Nobody watches The Record Europe. Regular news channel coverage of Europe is woefully inadequate.
Economically, the continent is currently experiencing its worst drought in 35 years. BBC News recently ran a report about how the current lack of rainfall in the UK (they didn't call it a drought because that would be alarmist) is affecting farmers in Kent, which is all well and good, but viewers might be under the misapprehension that we can just import food from Europe instead. Except we can't, because the drought isn't confined to the UK; it is a
Europe-wide problem. The BBC surely must be aware that Europe has experienced 50% less rainfall than average in the last two months, yet for reasons known only to them, this vital detail was omitted from the report.
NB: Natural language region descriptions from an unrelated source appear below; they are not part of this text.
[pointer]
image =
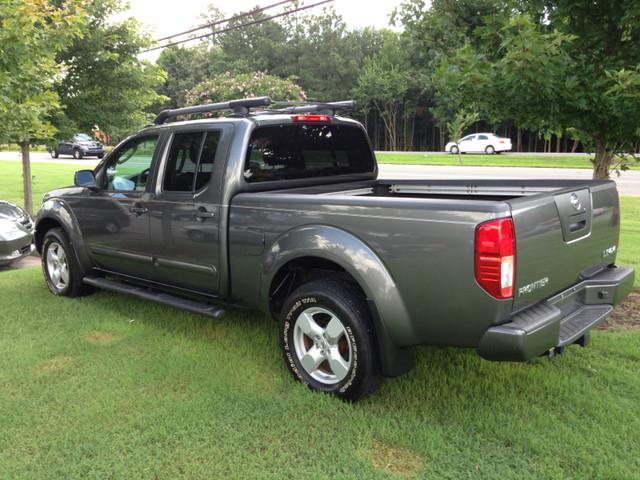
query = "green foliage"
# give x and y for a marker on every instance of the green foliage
(318, 51)
(384, 83)
(105, 84)
(32, 33)
(555, 66)
(228, 87)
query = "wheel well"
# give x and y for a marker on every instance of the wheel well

With regard to European politics, the EU recently imposed budgetary measures on Ireland, which included a mandatory 12% reduction of the
minimum wage (although the budget itself was covered by BBC News in some depth, the broadcaster failed to explicitly state that a lot of those measures had been foisted upon Ireland by the EU) and now the European Monetary Affairs Commissioner is
telling Greece to privatise €50 billion worth of assets in order to prop up ailing French and German banks. People need to know the EU is not the Teletubbyland of fluffy bunnies and blue skies they perhaps thought it was. Yet try spotting any of this on BBC News. Nothing.
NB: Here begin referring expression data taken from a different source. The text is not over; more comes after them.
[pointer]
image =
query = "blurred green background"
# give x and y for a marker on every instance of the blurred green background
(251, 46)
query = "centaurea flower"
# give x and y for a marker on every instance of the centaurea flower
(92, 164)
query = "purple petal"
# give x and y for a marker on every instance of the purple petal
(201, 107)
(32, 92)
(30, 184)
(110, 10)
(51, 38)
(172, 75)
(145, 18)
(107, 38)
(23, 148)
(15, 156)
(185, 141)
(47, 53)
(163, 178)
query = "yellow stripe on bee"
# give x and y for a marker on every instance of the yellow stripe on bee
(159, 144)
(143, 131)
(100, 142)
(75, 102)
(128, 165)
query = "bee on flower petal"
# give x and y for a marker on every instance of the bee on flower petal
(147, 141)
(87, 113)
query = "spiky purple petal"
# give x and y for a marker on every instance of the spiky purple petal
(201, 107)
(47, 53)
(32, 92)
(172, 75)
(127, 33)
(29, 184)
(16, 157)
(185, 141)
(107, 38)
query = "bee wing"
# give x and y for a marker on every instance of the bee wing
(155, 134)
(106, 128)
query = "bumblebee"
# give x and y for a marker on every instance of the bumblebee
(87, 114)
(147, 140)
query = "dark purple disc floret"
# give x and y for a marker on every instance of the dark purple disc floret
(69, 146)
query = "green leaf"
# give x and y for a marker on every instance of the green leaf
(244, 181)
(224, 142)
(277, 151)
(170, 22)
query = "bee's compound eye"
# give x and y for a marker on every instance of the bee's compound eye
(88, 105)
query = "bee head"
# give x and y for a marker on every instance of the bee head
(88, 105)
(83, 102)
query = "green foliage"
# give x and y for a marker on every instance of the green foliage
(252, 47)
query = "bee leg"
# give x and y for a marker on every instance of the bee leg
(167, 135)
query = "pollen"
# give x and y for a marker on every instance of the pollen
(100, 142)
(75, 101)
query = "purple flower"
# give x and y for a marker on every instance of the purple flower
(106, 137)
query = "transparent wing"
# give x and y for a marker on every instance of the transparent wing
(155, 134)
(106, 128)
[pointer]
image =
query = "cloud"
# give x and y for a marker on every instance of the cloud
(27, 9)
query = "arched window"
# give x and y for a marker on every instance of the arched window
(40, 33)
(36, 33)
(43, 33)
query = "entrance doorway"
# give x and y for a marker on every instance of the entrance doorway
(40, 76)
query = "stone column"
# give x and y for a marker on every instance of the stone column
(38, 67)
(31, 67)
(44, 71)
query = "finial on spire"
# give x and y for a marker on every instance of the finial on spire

With regard to social issues, widespread protests are currently being held across Spain, where youth unemployment has spiralled to 45%. The protests started off peacefully but unfortunately the police have now decided they have had enough and are
literally battering sit-down protesters until they cannot take any more. The virtually lawless state of Greece is on the verge of absolute destitution, with communist groups taking up arms and fascist neo-Nazis
hunting down immigrants and their children and murdering them while the police turn a blind eye because they're not getting paid and are oftentimes equally as disillusioned as the rioters are. Even the do-gooding monks of Mount Athos are
refusing to pay tax.
As a highly influential member of the supposedly civilised political, economic and social European Union which we share with these terrible people, anything that happens on a large scale elsewhere in the continent is bound to eventually have knock-on effects for the UK. So why is the BBC virtually silent vis-á-vis all of the above issues when it was so quick to parachute correspondents into Egypt and Tunisia?